Page migration allows the preservation of the relative location of pages
within a group of nodes for all migration techniques which will preserve a
particular memory allocation pattern generated even after migrating a
process. This is necessary in order to preserve the memory latencies.
Processes will run with similar performance after migration.
Page migration occurs in several steps. First a high level
description for those trying to use migrate_pages() and then
a low level description of how the low level details work.
A. Use of migrate_pages()
-------------------------
1. Remove pages from the LRU.
Lists of pages to be migrated are generated by scanning over
pages and moving them into lists. This is done by
calling isolate_lru_page() or __isolate_lru_page().
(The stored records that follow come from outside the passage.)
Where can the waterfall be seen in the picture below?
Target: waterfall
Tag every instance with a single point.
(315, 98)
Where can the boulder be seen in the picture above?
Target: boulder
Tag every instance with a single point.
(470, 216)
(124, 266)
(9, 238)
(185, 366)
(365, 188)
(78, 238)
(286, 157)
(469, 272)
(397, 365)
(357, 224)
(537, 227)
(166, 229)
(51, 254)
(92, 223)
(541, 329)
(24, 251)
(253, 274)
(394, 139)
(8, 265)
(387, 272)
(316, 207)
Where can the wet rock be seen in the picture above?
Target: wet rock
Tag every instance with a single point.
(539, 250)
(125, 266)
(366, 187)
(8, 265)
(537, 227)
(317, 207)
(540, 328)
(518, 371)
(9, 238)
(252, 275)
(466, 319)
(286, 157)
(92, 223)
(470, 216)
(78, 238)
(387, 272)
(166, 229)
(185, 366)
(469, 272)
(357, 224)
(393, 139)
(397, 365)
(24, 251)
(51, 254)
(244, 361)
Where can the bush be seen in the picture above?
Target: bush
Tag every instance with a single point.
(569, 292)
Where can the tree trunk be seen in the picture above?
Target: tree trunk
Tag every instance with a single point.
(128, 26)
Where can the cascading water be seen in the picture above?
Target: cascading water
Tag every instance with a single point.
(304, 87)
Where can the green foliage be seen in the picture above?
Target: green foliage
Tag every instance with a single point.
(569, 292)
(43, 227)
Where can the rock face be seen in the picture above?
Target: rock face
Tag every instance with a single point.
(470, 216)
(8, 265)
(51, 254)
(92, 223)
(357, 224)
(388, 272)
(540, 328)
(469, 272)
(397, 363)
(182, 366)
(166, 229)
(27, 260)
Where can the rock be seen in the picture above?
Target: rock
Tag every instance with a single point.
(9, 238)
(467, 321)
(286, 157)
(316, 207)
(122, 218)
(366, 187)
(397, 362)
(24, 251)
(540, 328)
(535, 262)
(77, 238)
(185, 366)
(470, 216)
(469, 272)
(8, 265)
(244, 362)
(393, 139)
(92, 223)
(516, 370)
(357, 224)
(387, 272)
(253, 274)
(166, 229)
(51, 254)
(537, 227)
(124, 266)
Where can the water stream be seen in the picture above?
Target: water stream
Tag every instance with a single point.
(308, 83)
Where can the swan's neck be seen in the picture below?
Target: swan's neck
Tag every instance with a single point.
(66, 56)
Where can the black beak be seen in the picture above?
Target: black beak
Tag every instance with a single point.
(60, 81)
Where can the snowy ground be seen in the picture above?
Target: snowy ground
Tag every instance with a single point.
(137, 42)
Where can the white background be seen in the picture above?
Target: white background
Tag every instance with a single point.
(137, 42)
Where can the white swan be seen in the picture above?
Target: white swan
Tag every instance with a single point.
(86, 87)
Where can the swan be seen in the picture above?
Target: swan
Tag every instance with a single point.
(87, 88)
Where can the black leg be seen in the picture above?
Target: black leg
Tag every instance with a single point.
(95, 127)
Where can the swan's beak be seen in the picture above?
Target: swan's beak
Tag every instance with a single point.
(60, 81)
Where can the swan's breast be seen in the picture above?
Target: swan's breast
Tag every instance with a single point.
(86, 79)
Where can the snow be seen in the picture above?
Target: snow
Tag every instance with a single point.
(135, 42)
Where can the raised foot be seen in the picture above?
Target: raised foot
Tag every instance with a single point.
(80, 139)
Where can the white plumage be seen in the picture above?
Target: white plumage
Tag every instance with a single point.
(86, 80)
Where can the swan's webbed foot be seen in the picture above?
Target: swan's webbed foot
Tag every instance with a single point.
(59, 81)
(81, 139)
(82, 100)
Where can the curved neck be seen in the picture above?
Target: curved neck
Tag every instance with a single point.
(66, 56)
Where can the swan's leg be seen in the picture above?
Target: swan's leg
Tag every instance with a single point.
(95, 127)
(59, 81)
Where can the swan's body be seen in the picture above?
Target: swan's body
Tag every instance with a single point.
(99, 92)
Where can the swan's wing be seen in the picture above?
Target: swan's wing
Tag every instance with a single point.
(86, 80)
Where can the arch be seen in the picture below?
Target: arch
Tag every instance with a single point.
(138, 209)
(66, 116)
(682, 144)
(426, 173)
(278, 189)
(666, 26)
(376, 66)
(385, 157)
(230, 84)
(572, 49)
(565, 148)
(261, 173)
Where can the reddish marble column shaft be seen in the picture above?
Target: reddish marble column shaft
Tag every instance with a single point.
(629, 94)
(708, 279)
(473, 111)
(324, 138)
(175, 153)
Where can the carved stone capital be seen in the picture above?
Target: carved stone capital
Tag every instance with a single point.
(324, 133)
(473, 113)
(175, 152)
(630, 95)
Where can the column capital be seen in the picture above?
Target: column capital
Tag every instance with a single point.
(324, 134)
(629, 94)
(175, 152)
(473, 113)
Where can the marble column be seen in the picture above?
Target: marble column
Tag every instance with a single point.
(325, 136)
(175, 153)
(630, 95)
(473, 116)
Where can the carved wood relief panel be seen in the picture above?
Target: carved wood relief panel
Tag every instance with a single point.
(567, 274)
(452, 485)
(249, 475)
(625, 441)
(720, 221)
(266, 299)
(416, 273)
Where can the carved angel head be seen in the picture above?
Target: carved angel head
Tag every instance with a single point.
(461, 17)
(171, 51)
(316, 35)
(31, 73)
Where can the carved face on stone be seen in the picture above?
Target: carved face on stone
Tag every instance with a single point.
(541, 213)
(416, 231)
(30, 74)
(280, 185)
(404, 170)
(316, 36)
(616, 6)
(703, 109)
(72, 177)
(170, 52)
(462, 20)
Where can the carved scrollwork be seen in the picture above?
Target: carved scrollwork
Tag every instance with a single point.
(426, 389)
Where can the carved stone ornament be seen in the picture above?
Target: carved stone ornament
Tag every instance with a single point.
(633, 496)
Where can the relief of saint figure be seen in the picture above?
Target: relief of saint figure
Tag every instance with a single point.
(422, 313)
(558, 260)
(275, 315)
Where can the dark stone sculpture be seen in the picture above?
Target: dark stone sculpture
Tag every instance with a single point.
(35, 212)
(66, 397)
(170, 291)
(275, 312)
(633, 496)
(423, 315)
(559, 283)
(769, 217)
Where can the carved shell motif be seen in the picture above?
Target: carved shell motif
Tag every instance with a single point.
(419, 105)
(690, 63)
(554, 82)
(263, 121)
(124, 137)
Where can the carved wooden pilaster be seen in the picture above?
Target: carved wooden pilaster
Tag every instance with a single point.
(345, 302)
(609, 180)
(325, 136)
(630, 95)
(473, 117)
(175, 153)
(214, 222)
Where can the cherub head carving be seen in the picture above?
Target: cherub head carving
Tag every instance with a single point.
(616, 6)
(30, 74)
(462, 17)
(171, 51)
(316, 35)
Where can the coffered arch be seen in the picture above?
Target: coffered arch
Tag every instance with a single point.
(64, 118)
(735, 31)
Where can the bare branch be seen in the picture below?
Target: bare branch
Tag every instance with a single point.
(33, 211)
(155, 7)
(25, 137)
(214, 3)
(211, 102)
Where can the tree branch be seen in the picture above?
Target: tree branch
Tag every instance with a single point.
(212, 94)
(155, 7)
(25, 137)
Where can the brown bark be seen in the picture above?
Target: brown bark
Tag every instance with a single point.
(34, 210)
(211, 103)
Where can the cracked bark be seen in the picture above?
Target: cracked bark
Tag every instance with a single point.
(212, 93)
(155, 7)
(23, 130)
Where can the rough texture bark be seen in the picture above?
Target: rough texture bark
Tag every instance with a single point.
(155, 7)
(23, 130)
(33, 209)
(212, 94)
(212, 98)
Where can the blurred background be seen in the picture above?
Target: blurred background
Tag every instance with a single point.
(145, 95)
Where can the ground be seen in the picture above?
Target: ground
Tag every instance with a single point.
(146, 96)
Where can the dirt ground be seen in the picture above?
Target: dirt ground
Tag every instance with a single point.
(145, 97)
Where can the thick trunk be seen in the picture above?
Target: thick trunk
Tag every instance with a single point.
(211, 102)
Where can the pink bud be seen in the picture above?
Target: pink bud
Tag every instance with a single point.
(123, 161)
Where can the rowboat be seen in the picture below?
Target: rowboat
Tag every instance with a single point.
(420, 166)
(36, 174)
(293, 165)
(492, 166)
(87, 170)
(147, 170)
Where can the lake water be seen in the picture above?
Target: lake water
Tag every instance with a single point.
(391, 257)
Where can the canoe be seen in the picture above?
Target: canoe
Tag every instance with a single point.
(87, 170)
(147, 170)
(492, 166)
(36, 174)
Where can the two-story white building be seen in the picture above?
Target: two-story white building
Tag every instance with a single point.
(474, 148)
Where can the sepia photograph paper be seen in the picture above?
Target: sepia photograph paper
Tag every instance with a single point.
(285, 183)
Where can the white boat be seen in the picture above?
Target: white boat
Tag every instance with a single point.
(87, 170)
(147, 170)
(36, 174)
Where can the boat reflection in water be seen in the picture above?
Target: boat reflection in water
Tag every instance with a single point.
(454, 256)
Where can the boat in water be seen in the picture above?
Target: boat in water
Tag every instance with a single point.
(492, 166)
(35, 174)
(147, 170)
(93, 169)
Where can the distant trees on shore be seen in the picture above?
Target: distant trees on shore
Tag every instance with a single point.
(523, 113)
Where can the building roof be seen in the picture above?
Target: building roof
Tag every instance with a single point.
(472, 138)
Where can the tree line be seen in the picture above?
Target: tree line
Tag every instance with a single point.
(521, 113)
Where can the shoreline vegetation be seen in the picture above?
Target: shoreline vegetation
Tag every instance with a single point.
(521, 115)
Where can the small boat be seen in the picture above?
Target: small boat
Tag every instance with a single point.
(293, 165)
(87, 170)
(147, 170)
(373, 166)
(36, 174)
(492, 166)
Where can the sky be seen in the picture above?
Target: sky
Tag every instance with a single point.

Calling isolate_lru_page increases the references to the page
so that it cannot vanish under us.
2. Generate a list of newly allocates page to move the contents
of the first list to.
3. The migrate_pages() function is called which attempts
to do the migration. It returns the moved pages in the
list specified as the third parameter and the failed
migrations in the fourth parameter. The first parameter
will contain the pages that could still be retried.
4. The leftover pages of various types are returned
to the LRU using putback_to_lru_pages() or otherwise
disposed of. The pages will still have the refcount as
increased by isolate_lru_pages()!
B. Operation of migrate_pages()
--------------------------------
migrate_pages does several passes over its list of pages. A page is moved
if all references to a page are removable at the time.
Steps:
1. Lock the page to be migrated
2. Insure that writeback is complete.
3. Make sure that the page has assigned swap cache entry if
it is an anonyous page. The swap cache reference is necessary
to preserve the information contain in the page table maps.
4. Prep the new page that we want to move to. It is locked
and set to not being uptodate so that all accesses to the new
page immediately lock while we are moving references.
5. All the page table references to the page are either dropped (file backed)
or converted to swap references (anonymous pages). This should decrease the
reference count.
6. The radix tree lock is taken
7. The refcount of the page is examined and we back out if references remain
otherwise we know that we are the only one referencing this page.
8. The radix tree is checked and if it does not contain the pointer to this
page then we back out.
9. The mapping is checked. If the mapping is gone then a truncate action may
be in progress and we back out.
10. The new page is prepped with some settings from the old page so that accesses
to the new page will be discovered to have the correct settings.
11. The radix tree is changed to point to the new page.
12. The reference count of the old page is dropped because the reference has now
been removed.
13. The radix tree lock is dropped.
14. The page contents are copied to the new page.
15. The remaining page flags are copied to the new page.
16. The old page flags are cleared to indicate that the page does
not use any information anymore.
17. Queued up writeback on the new page is triggered.
18. If swap pte's were generated for the page then remove them again.
19. The locks are dropped from the old and new page.
20. The new page is moved to the LRU.
Christoph Lameter, December 19, 2005.